= Roger K. Burton =

British costume designer (1949–2025)

Roger Kenneth Burton (12 June 1949 – 28 July 2025) was a British creative businessman.

==Life and career==
In 1978, Burton was approached to provide mod clothing for the 1978 film Quadrophenia. Burton sat on the jury board of BAFTA and was a co-founder of the Fashion in Film Festival.

In 1978 he designed the New Romantic clothing store PX for Stephane Raynor and Helen Robinson. In 1979 he designed Worlds End (formerly punk fashion shop Sex) for Vivienne Westwood and Malcolm McLaren and in 1981 Nostalgia of Mud, also for Westwood and McLaren.

Burton founded The Contemporary Wardrobe Collection in 1978. The collection houses over 20,000 items amassed through Burton’s career.

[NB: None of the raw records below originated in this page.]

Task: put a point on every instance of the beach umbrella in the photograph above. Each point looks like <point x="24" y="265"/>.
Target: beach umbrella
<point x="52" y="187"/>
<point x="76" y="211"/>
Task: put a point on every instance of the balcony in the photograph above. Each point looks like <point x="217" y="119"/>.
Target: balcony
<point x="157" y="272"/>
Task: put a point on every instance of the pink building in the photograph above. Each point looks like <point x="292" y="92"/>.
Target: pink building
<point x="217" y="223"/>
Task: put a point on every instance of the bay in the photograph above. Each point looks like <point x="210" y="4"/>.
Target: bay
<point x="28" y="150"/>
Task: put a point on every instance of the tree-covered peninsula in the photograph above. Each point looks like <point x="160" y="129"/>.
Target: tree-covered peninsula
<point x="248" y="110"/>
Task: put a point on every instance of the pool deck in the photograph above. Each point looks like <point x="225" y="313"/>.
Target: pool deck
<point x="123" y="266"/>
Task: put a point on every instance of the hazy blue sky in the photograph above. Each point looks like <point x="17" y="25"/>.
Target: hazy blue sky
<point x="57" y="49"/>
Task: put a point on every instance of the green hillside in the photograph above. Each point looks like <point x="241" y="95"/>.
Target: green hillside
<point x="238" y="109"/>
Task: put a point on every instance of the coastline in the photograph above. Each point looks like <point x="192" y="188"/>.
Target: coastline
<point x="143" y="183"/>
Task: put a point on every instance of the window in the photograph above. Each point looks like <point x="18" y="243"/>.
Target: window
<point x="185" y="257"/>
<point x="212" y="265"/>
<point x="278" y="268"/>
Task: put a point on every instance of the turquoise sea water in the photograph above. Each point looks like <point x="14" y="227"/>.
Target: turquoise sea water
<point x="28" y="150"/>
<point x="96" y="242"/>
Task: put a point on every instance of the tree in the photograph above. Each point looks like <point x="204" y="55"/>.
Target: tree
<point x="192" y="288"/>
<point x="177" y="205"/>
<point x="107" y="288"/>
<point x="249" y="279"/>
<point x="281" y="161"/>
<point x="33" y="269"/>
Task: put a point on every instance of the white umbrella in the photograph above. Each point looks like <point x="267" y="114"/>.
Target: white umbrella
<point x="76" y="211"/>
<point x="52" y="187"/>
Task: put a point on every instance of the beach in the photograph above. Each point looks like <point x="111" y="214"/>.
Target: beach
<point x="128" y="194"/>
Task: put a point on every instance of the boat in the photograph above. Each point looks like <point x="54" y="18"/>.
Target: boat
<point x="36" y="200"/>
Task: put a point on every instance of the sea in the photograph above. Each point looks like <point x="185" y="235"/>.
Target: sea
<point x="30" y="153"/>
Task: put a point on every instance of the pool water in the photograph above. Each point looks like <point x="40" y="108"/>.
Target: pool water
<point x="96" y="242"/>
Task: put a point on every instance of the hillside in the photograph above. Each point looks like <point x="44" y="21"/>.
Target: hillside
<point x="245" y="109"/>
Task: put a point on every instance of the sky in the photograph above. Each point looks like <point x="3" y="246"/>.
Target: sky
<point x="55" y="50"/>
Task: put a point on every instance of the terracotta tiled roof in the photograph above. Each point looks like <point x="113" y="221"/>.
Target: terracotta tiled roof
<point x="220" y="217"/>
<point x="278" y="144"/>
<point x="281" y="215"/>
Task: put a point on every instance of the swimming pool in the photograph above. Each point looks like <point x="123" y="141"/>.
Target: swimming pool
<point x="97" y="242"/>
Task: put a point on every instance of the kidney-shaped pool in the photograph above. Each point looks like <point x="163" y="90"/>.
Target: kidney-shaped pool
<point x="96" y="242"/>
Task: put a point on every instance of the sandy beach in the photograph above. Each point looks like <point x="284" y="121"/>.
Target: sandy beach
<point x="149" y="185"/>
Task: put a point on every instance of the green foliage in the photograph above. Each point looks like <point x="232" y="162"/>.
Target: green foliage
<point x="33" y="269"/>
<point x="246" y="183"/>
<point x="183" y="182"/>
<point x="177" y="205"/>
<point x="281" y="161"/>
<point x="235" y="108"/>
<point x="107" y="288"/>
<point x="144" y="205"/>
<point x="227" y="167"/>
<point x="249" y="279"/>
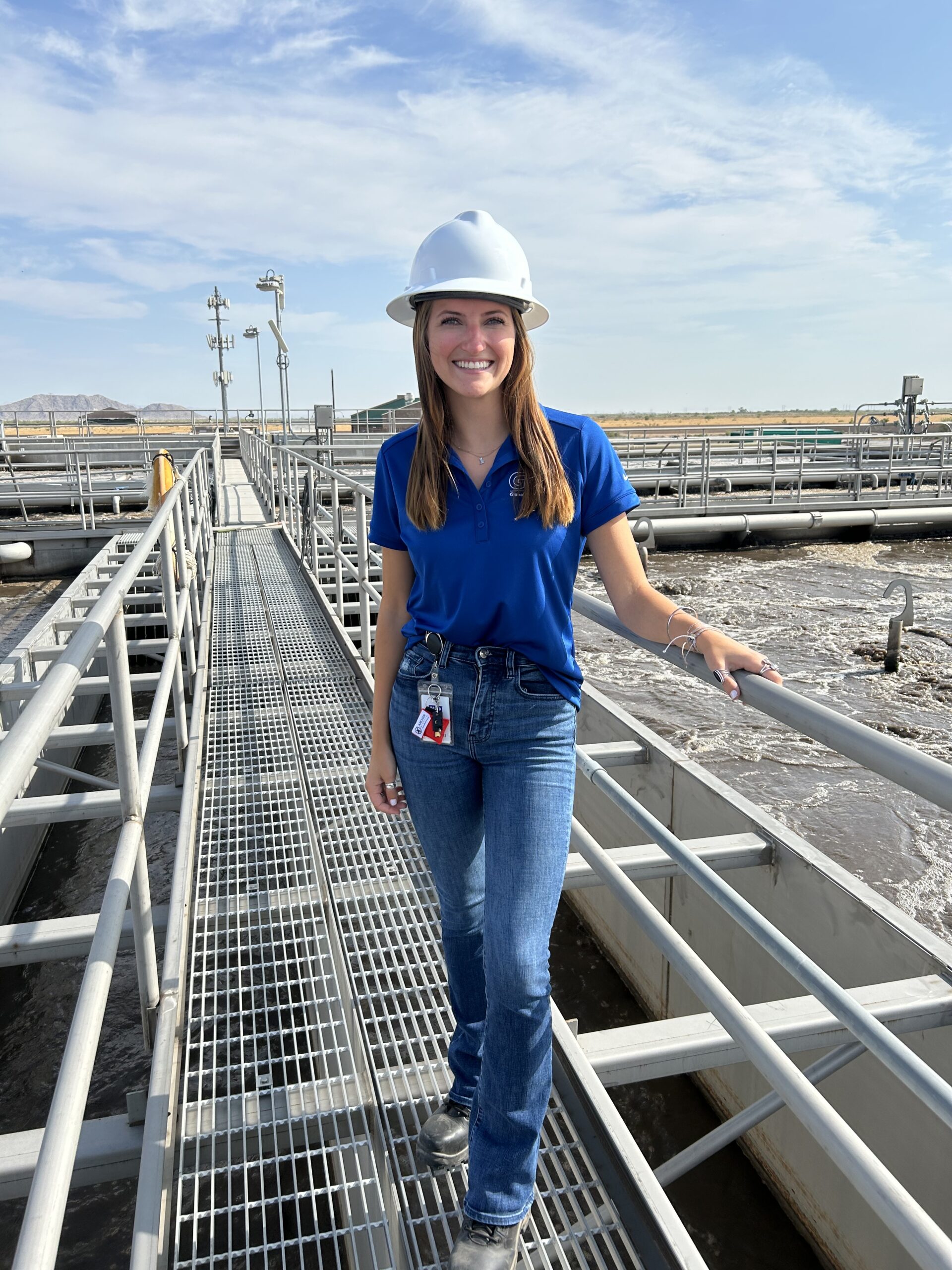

It is used as a resource for fashion and film stylists, designers and museums around the world.

In 2018 Burton published a reference book: Rebel Threads (ISBN 978-1786270948), which features over a thousand examples of rare vintage clothing from the collection. The book traces how distinct streetstyle was originally put together and worn by the predominantly teenage subcultures emerging between the 1940s and 1980s

Burton founded the Horse Hospital in 1992 as a not for profit arts venue, in a Grade II listed building shared with the Contemporary Wardrobe Collection. The Horse Hospital programme has focused on showcasing countercultural histories and outsider or emerging artists. The space opened with Vive Le Punk!, a retrospective of Vivienne Westwood's punk designs in 1993. Subsequently, the venue has hosted a variety of artists and performers including Anita Pallenberg, Alejandro Jodorowsky, Mark Leckey, Lydia Lunch, Tai Shani and others.

On 31 July 2025, The Horse Hospital announced that Burton had died from acute myeloid leukaemia three days earlier, on 28 July, at the age of 76.